Andreas Boes und Tobias Kämpf versuchen, mithilfe des altmodischen Begriffs der «Produktivkraftentwicklung» herauszuarbeiten, inwiefern Kontinuitäten oder Brüche überwiegen. Dabei kommen sie zum Ergebnis, dass die Arbeit der Zukunft keineswegs «nachindustriell» sei: Vielerorts bringe der technische Sprung vor allem digitale Fliessbänder, prekäre Arbeitsverhältnisse und algorithmische Kontrolle hervor – was man ja in den Lagerhallen von Amazon anschaulich vorgeführt bekommt.
Open Source und Privateigentum
Stefan Schmalz wiederum vergleicht die digitale Regulation in den USA und China. Tilman Reitz, Sebastian Sevignani und Marlen van den Ecker untersuchen, wie Digitalkonzerne private Eigentumsrechte aufrechterhalten. Dabei stützen sich die Techunternehmen im Produktionsprozess selbst häufig auf Gemeineigentumsstrukturen. So ist allgemein zugängliche Open-Source-Software eine unverzichtbare Grundlage beim Programmieren von Plattformen. Dafür haben die Konzerne komplexe «Ökosysteme» entwickelt, in denen Wissens- und Informationsströme frei zirkulieren können, andererseits aber eben auch das Privateigentum an (häufig leicht zu vervielfältigenden) Arbeitsprodukten gesichert bleibt.

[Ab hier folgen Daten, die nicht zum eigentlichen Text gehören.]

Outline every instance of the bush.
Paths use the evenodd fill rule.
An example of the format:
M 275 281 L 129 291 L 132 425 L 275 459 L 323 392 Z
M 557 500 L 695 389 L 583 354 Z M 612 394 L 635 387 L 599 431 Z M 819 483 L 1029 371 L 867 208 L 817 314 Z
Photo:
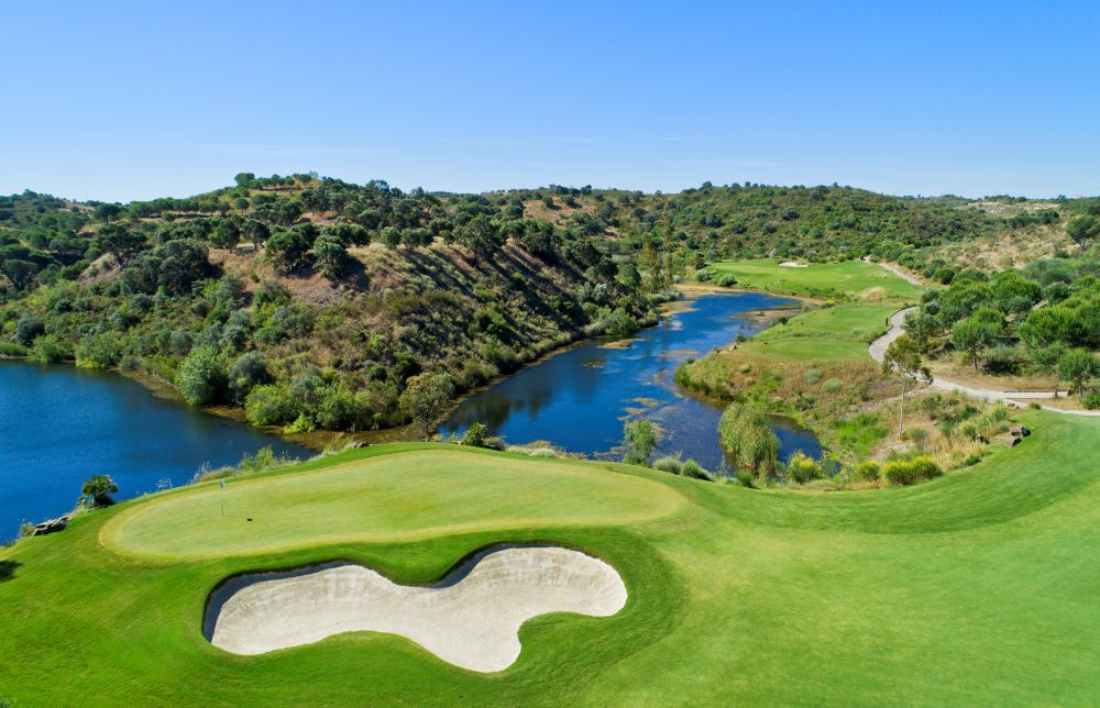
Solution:
M 680 474 L 680 458 L 674 455 L 667 455 L 653 463 L 653 469 L 660 469 L 672 475 Z
M 56 364 L 73 358 L 73 352 L 56 334 L 43 334 L 34 340 L 28 358 L 40 364 Z
M 0 356 L 26 356 L 28 349 L 14 342 L 0 342 Z
M 805 484 L 811 479 L 821 479 L 824 476 L 821 463 L 801 450 L 791 455 L 791 458 L 787 461 L 787 479 L 789 482 Z
M 26 316 L 15 324 L 15 341 L 23 346 L 31 346 L 34 340 L 46 333 L 45 323 L 36 317 Z
M 776 469 L 779 438 L 760 411 L 730 403 L 718 421 L 718 440 L 738 467 L 762 474 Z
M 191 351 L 179 365 L 176 374 L 176 386 L 191 406 L 212 403 L 226 391 L 228 377 L 226 365 L 218 350 L 212 346 L 199 346 Z
M 256 386 L 244 399 L 244 416 L 253 425 L 285 425 L 298 417 L 298 401 L 286 384 Z
M 933 479 L 943 475 L 939 465 L 928 456 L 922 455 L 913 460 L 892 460 L 882 469 L 882 477 L 893 485 L 911 485 L 924 479 Z
M 488 427 L 484 423 L 470 423 L 466 432 L 462 433 L 462 444 L 471 447 L 488 446 Z
M 703 469 L 703 466 L 695 462 L 694 460 L 685 460 L 682 465 L 680 465 L 680 475 L 683 477 L 691 477 L 692 479 L 710 479 L 711 475 Z
M 860 482 L 876 482 L 882 476 L 882 465 L 873 460 L 862 460 L 856 463 L 853 472 Z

Unterm Strich bieten die «Theorien des digitalen Kapitalismus» einen hervorragenden Überblick über die gesellschaftlichen Prozesse, die mit der Digitalisierung einhergehen. Gemein ist den Beiträgen ein dezidiert gesellschaftskritischer Blick. Wer eine Antwort auf die Frage sucht, wann denn nun die Maschinen wohl die Menschheit an der Spitze der Evolution ablösen werden, wird in diesem Buch nicht fündig werden. Vielmehr mahnt der Band dazu, das Augenmerk auch weiterhin auf die Ungleichheitsbeziehungen zwischen den Menschen zu richten.